MS: Do you have an idea yet for the octet by Steve Reich?


ST: We have yet to find a form for that. Perhaps we will raise the musicians on a podium. Some of them have relatively long breaks between the passages where they play; I would like to find out how we might be able to involve them and how courageous they are. Perhaps they can leave their places and the dancers can move into their positions? We must find ways of doing this without having the musicians put down their instruments and jump down; however, a set of stairs would generate too much expectation of predictable action. On the other hand, it should not look as if we were just filling in holes. In keeping with Laban’s intention, it is not necessary for the musicians to learn to dance.

MS: At the first encounter, you decided not to have the musicians disappear in the orchestra pit. You thought that the contact between the performers was important.

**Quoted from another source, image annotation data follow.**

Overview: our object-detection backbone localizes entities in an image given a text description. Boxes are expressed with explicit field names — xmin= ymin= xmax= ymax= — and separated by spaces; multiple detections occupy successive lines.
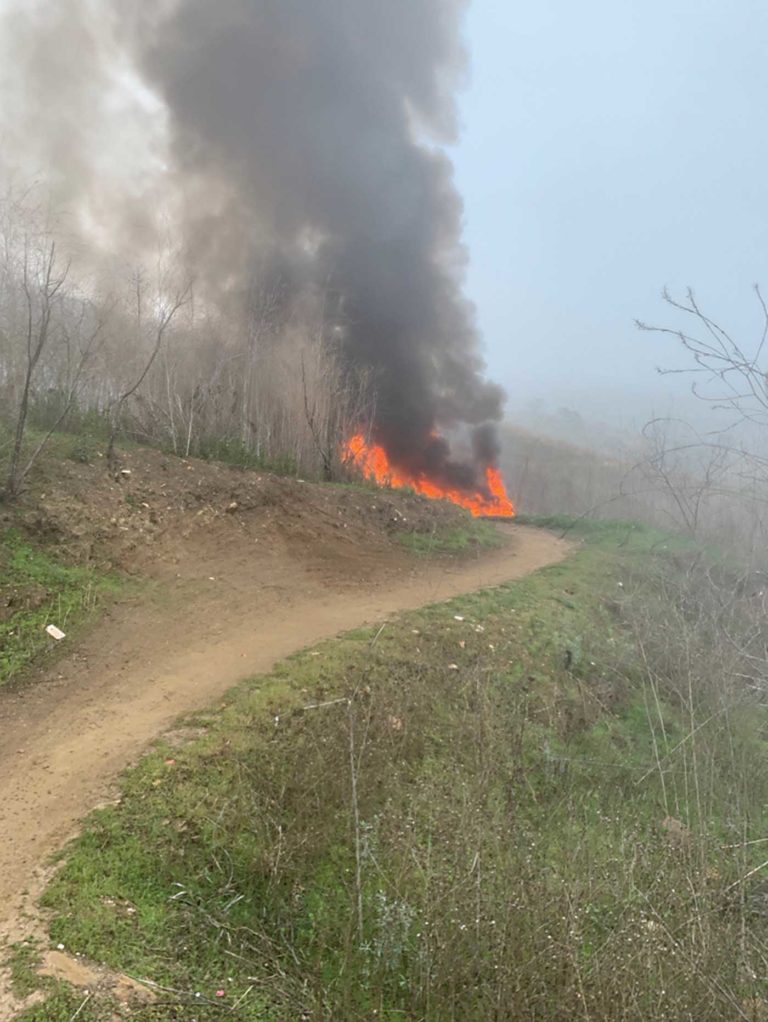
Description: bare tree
xmin=637 ymin=284 xmax=768 ymax=426
xmin=4 ymin=236 xmax=70 ymax=499
xmin=106 ymin=274 xmax=192 ymax=467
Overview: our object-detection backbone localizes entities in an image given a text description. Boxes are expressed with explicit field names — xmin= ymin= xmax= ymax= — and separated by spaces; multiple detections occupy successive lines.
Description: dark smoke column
xmin=131 ymin=0 xmax=502 ymax=487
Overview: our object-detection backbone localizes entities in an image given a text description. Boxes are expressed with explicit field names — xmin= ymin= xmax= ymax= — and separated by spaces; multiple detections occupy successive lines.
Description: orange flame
xmin=344 ymin=433 xmax=515 ymax=518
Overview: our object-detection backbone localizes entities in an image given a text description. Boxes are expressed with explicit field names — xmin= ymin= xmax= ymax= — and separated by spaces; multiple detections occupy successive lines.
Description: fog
xmin=453 ymin=0 xmax=768 ymax=428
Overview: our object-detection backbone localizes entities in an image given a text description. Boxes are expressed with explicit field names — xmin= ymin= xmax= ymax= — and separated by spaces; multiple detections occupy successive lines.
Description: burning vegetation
xmin=345 ymin=433 xmax=515 ymax=518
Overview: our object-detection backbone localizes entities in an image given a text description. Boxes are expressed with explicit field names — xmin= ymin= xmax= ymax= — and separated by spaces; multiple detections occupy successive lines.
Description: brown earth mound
xmin=0 ymin=448 xmax=478 ymax=576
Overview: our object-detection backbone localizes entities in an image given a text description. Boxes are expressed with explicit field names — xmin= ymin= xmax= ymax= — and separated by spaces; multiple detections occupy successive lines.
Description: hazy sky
xmin=454 ymin=0 xmax=768 ymax=425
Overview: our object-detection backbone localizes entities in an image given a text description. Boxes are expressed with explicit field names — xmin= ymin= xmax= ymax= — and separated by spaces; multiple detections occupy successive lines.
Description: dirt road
xmin=0 ymin=526 xmax=568 ymax=939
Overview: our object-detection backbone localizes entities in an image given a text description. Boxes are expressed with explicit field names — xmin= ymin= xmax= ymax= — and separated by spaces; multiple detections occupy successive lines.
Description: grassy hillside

ST: I think that is precisely what makes this project intriguing. That meeting was also designed to put the musicians at ease, in case they were worried that the dance would encumber their playing. It was an instant collaboration. However, my goal is not for us to be identical twins, or all on the same wavelength. We will also find moments of friction, or we will behave contrary to the music. Dialogue does not mean always agreeing. This gives depth to the music, and also power, in the sense of »You can do whatever you want around me, I will remain calm.« Music can influence us, but it does not have the power to keep dancers completely imprisoned within its rhythm, or to assuage deep-seated emotions. It is not omnipotent. Thus, it remains human, and vulnerable. It wants to be heard, understood, and loved – perhaps also hated – , it wants to annoy and rouse people. It is like dance, which can also express even more, and more profoundly, than words.